Aldo Ridolfi : La Parenzo di Aulo Crisma
Con Parenzo Gente, luoghi, memoria Aulo Crisma compie un’operazione di straordinaria trasparenza. La sua nitidissima rievocazione è capace di sottrarre dai fatti dolorosi dell’“esodo istriano” ogni forma di astiosa contrapposizione. Ricompone, in un affresco vivacemente maturo, non solo la sua vita e la sua esperienza di uomo, ma anche mondi diversi e per alcuni versi nemici per contrapporre i quali – se lo avesse voluto – gli bastava spostare una virgola, cambiare qualche aggettivo, variare di pochi gradi la prospettiva di uno sguardo. Invece ha trovato, in una visione storica consapevole e saggia, la sua inattaccabile punta di diamante.

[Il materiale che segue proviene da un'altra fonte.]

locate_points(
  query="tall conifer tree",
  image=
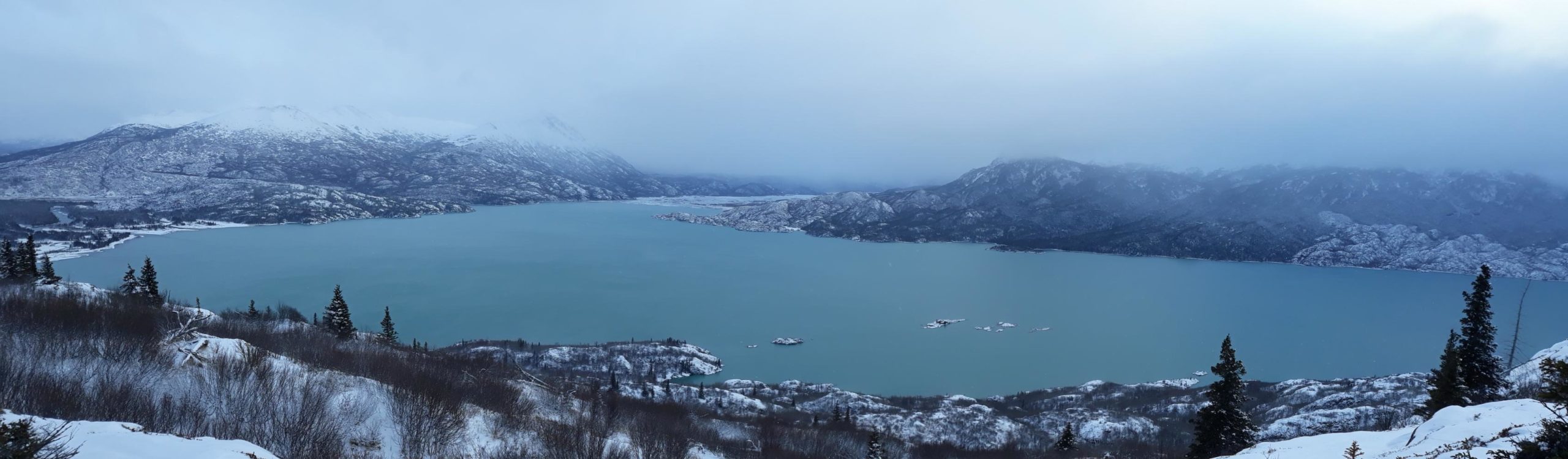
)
(149, 283)
(388, 331)
(46, 271)
(29, 257)
(1067, 441)
(336, 317)
(1480, 370)
(1445, 387)
(1224, 427)
(130, 286)
(874, 449)
(7, 260)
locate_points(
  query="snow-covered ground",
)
(1452, 431)
(714, 201)
(63, 251)
(126, 441)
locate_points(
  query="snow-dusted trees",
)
(1067, 441)
(141, 287)
(1443, 386)
(1354, 452)
(1477, 348)
(388, 331)
(46, 271)
(20, 441)
(27, 259)
(1224, 427)
(874, 449)
(149, 283)
(129, 286)
(7, 260)
(336, 319)
(1470, 372)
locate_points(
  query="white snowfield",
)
(126, 441)
(1452, 431)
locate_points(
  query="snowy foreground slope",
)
(194, 379)
(1452, 431)
(126, 441)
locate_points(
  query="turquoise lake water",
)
(598, 271)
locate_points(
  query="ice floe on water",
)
(943, 323)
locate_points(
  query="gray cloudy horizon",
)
(886, 91)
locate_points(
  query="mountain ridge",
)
(1325, 217)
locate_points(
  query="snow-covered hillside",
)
(1452, 431)
(1325, 217)
(289, 165)
(127, 441)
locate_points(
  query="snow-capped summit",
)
(294, 165)
(353, 121)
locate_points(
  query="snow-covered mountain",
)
(283, 164)
(1330, 217)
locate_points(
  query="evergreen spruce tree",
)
(1224, 427)
(149, 283)
(874, 449)
(46, 271)
(29, 257)
(1067, 441)
(130, 286)
(7, 260)
(1354, 452)
(1480, 370)
(1551, 442)
(336, 317)
(388, 333)
(1445, 387)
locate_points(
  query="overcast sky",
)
(899, 91)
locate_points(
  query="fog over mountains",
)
(1330, 217)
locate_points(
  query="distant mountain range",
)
(1329, 217)
(286, 165)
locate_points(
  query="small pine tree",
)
(46, 271)
(874, 449)
(130, 286)
(1445, 387)
(1224, 427)
(1480, 370)
(1551, 442)
(149, 283)
(1067, 441)
(20, 441)
(1354, 452)
(337, 319)
(388, 333)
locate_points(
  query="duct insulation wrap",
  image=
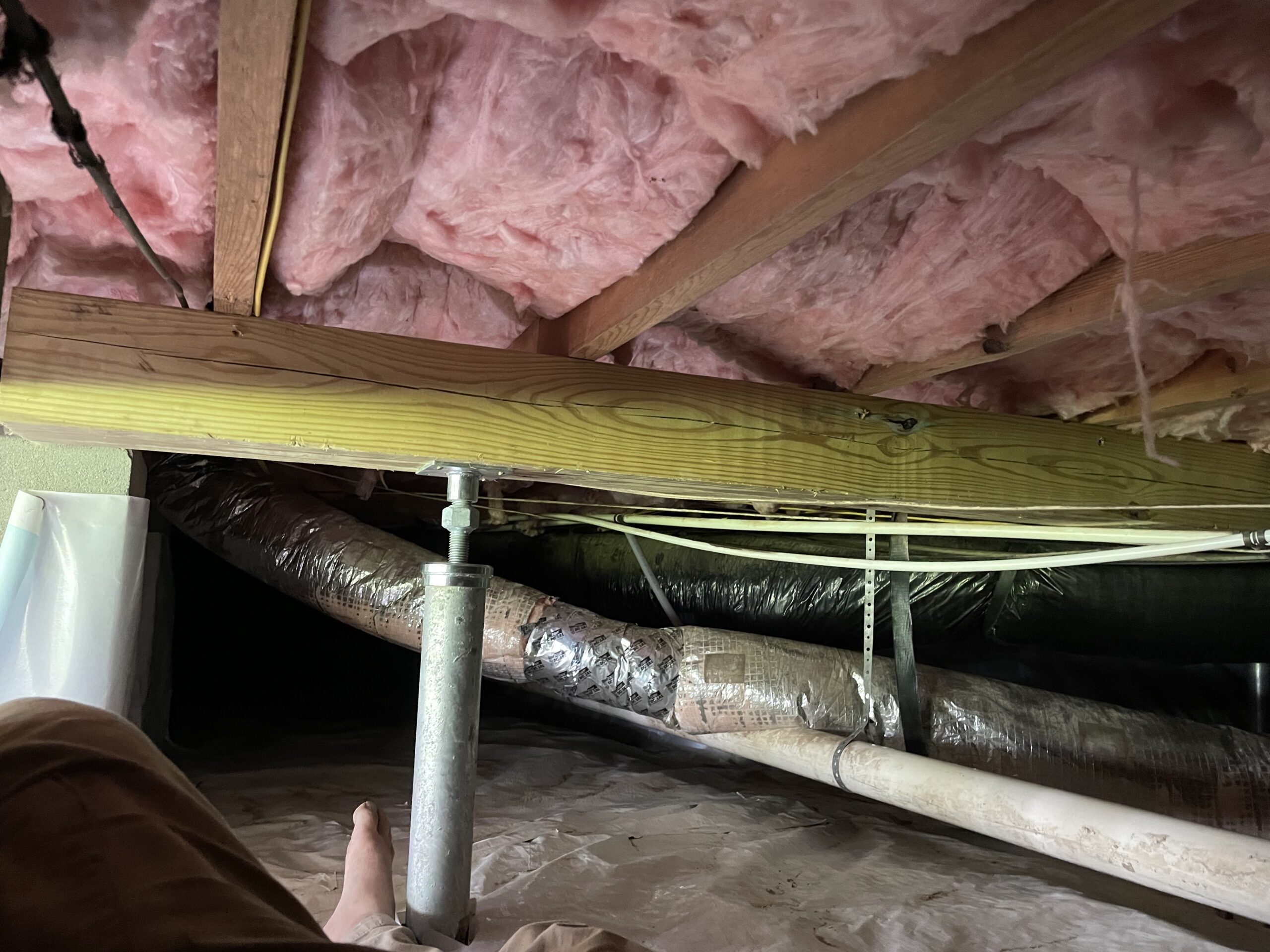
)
(708, 681)
(1128, 611)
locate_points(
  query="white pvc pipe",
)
(969, 565)
(1225, 870)
(858, 527)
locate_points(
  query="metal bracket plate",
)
(443, 468)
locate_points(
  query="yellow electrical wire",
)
(280, 169)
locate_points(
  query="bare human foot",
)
(368, 873)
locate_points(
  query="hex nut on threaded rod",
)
(459, 518)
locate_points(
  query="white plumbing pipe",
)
(858, 527)
(1225, 870)
(971, 565)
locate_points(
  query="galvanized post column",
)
(445, 748)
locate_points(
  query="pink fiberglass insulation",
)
(360, 132)
(1016, 215)
(145, 80)
(670, 348)
(1188, 103)
(754, 70)
(397, 290)
(1249, 422)
(343, 28)
(912, 272)
(1095, 370)
(549, 167)
(750, 70)
(553, 168)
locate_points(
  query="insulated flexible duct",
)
(706, 679)
(1126, 611)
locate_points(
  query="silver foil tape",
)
(579, 654)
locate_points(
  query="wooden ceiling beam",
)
(252, 64)
(877, 137)
(1167, 280)
(1216, 380)
(146, 377)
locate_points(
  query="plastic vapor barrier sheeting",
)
(706, 679)
(70, 629)
(1128, 611)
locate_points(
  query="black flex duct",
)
(1183, 613)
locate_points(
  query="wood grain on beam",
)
(149, 377)
(251, 83)
(872, 141)
(1216, 380)
(1166, 280)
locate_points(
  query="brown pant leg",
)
(106, 846)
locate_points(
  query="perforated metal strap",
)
(870, 597)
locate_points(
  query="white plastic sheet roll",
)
(70, 587)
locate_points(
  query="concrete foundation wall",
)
(65, 469)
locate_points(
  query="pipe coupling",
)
(459, 575)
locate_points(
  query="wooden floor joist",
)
(1217, 380)
(1167, 280)
(251, 83)
(149, 377)
(878, 136)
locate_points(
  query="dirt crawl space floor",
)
(685, 853)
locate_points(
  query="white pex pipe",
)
(969, 565)
(954, 530)
(1225, 870)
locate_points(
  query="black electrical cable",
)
(24, 58)
(906, 659)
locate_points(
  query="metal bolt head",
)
(459, 518)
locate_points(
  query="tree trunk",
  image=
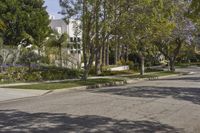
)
(107, 54)
(98, 62)
(142, 65)
(60, 52)
(172, 65)
(116, 54)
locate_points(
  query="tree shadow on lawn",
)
(188, 94)
(21, 122)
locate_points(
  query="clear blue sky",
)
(53, 8)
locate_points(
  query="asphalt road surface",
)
(169, 105)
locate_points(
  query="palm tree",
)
(58, 40)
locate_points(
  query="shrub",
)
(16, 73)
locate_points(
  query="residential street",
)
(168, 105)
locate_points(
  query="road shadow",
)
(188, 94)
(188, 79)
(13, 121)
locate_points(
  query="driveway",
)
(169, 105)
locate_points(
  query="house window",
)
(71, 39)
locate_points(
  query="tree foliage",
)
(24, 19)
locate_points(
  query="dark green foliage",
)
(28, 57)
(40, 74)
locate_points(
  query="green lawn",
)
(66, 84)
(152, 74)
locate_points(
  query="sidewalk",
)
(11, 94)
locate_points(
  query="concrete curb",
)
(116, 83)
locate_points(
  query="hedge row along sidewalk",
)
(90, 83)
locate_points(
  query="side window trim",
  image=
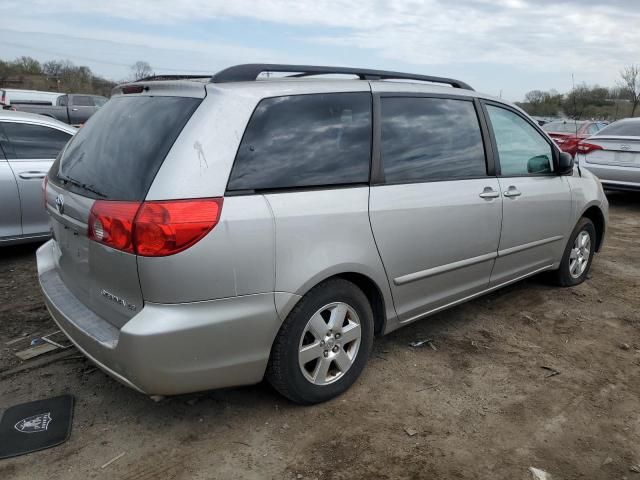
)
(6, 149)
(554, 150)
(377, 167)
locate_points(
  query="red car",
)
(569, 133)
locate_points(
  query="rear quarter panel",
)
(586, 192)
(322, 233)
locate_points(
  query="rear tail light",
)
(585, 148)
(153, 229)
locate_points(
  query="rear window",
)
(118, 152)
(305, 141)
(622, 129)
(562, 127)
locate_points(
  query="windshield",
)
(118, 152)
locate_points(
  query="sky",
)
(500, 47)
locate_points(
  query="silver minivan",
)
(211, 232)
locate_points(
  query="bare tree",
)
(631, 85)
(141, 70)
(28, 65)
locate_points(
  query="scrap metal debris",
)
(117, 457)
(553, 372)
(420, 343)
(539, 474)
(41, 345)
(410, 431)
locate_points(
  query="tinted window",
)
(426, 139)
(120, 150)
(99, 101)
(563, 127)
(82, 100)
(622, 128)
(305, 140)
(521, 148)
(25, 141)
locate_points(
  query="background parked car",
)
(9, 95)
(72, 109)
(28, 145)
(613, 155)
(568, 133)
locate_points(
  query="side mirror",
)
(539, 164)
(565, 163)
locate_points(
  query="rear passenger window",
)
(305, 141)
(522, 150)
(25, 141)
(430, 139)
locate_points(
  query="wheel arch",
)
(594, 213)
(379, 299)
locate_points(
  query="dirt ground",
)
(481, 406)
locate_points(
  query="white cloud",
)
(539, 34)
(588, 37)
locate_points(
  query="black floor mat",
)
(35, 426)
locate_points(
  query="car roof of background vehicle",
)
(34, 118)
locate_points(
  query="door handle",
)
(512, 192)
(489, 192)
(32, 175)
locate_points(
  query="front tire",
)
(578, 255)
(323, 345)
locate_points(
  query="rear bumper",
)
(169, 349)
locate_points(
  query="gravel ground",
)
(480, 406)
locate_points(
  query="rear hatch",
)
(114, 157)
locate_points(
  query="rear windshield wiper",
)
(84, 186)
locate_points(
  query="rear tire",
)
(578, 255)
(323, 345)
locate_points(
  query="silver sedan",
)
(28, 146)
(613, 155)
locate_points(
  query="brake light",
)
(134, 89)
(111, 223)
(585, 148)
(153, 229)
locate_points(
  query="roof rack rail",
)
(172, 77)
(250, 71)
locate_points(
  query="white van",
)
(14, 95)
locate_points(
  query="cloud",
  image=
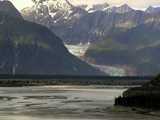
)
(138, 4)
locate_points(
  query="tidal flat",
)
(65, 103)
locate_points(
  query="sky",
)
(137, 4)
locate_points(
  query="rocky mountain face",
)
(136, 48)
(77, 24)
(8, 8)
(29, 48)
(119, 36)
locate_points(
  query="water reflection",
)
(64, 103)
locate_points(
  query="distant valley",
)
(30, 48)
(118, 36)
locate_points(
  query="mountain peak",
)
(8, 8)
(121, 9)
(152, 9)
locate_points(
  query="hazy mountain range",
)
(77, 24)
(29, 48)
(120, 36)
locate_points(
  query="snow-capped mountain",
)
(122, 9)
(153, 10)
(76, 24)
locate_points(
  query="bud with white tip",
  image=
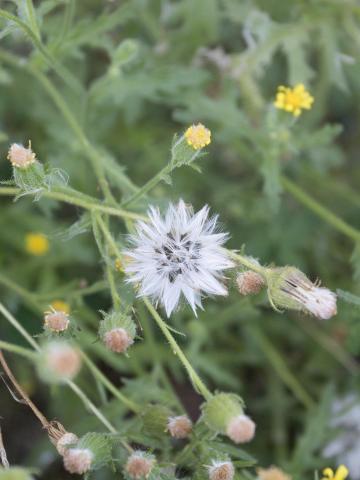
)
(289, 288)
(221, 470)
(249, 282)
(224, 413)
(117, 331)
(179, 427)
(139, 465)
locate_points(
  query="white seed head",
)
(63, 360)
(241, 429)
(221, 471)
(67, 439)
(178, 255)
(78, 460)
(249, 282)
(179, 427)
(56, 321)
(139, 465)
(118, 340)
(20, 156)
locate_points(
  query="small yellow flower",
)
(341, 473)
(293, 100)
(60, 306)
(37, 244)
(272, 473)
(198, 136)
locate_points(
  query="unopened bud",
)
(139, 465)
(272, 473)
(241, 429)
(289, 288)
(221, 470)
(179, 427)
(249, 282)
(21, 157)
(78, 460)
(117, 331)
(59, 361)
(65, 441)
(56, 321)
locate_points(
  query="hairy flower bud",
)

Già a partire dal primo capitolo, che rievoca un indimenticabile (per lui e per noi lettori) maggio 1946, guarda al dramma di una popolazione, quella istriana, con un animo disteso. E in aggiunta, come se ciò non bastasse, la pagina di Aulo è venata da una ironia che predispone per la migliore lettura e che tornerà, qua e là, a costituire una delle tante cifre di cui Parenzo è ricco. C’è un sorriso venato di sottile ironia grazie al quale ogni dramma viene messo tra parentesi: che non vuol dire né dimenticarlo né disconoscerlo. Prende vita invece, fin dalle primissime pagine, un afflato profondo che inneggia al futuro e chiama come testimone quella «libertà che si schiude in un chiaro mattino di maggio» (18). Prospettiva tipicamente giovanile, certo, ma, poiché rivissuta dopo diversi decenni, capace di assurgere ad una rara dignità etica.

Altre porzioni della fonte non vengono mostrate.